Russell Inglis

Personal information
- Born: 13 June 1936 Consett, County Durham, England
- Died: 28 April 1982 (aged 45) Gosforth, Northumberland, England
- Batting: Right-handed
- Bowling: Right-arm medium

Domestic team information
- 1965–1969: Minor Counties
- 1956–1973: Durham

Career statistics
| Competition | First-class | List A |
| Matches | 3 | 8 |
| Runs scored | 91 | 152 |
| Batting average | 18.20 | 19.00 |
| 100s/50s | 0/0 | 0/0 |
| Top score | 43 | 47 |
| Balls bowled | 72 | 192 |
| Wickets | 2 | 2 |
| Bowling average | 12.00 | 41.50 |
| 5 wickets in innings | 0 | 0 |
| 10 wickets in match | 0 | n/a |
| Best bowling | 2/2 | 1/23 |
| Catches/stumpings | 5/– | 3/– |
- Source: Cricinfo, 6 August 2011

= Russell Inglis =

English cricketer

Russell Inglis (13 June 1936 – 28 April 1982) was an English cricketer.
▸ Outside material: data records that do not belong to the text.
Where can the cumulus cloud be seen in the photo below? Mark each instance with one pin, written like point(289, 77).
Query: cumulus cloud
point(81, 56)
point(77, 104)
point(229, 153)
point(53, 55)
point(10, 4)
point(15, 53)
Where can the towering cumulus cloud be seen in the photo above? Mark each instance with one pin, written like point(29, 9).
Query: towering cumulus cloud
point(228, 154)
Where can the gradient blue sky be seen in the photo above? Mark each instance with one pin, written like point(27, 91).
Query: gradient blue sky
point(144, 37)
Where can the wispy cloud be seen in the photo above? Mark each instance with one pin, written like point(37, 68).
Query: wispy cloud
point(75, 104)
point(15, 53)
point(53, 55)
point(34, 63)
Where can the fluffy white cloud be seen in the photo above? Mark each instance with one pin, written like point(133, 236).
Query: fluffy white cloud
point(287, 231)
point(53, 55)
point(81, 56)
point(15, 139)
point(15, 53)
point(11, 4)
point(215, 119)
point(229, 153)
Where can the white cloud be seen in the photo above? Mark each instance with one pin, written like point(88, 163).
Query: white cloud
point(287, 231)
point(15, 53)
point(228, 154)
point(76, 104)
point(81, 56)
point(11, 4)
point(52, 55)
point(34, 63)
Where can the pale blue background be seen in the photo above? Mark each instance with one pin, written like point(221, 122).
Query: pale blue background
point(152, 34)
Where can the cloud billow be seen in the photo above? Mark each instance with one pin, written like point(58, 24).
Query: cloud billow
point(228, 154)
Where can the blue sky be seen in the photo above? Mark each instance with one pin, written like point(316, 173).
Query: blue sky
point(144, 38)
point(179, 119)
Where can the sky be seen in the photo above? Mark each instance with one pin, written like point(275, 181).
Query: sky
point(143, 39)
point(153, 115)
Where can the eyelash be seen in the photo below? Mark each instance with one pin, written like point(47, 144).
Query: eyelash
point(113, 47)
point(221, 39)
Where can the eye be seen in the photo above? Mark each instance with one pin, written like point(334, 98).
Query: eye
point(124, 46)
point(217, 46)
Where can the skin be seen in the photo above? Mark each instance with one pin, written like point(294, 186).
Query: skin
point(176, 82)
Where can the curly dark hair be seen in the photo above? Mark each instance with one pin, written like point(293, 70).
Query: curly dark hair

Inglis was a right-handed batsman who bowled right-arm medium pace. He was born in Consett, County Durham.

Inglis made his debut for Durham against the Warwickshire Second XI in the 1956 Minor Counties Championship. He played Minor counties cricket for Durham from 1956 to 1973, making 130 Minor Counties Championship appearances. He made his List A debut against Hertfordshire in the 1964 Gillette Cup. He made 7 further List A appearances, the last of which came against Essex in the 1973 Gillette Cup. In his 7 List A matches, he scored 152 runs at an average of 19.00, with a high score of 47. With the ball, he took 2 wickets at a bowling average of 41.50, with best figures of 1/23. By the time serious illness led to an early retirement from the game, Inglis had scored 6,457 runs for Durham in the Minor Counties Championship, at the time a county record. He captained Durham in 1972.

He also played first-class cricket for the Minor Counties during his career. His first-class debut came against the touring South Africans in 1965. He made 2 further first-class appearances for the team, against the touring Pakistanis in 1967, and the touring West Indians in 1969. In his 3 first-class matches, he scored 91 runs at an average of 18.20, with a high score of 43. With the ball, he took 2 wickets at an average of 12.00, with best figures of 2/2.

Inglis died from a heart attack on 28 April 1982. His place of death is given as Chester-le-Street in his obituary in the 1983 edition of the Wisden Cricketers' Almanack, although authoritative sites ESPNcricinfo and CricketArchive have his place of death as Gosforth, Northumberland.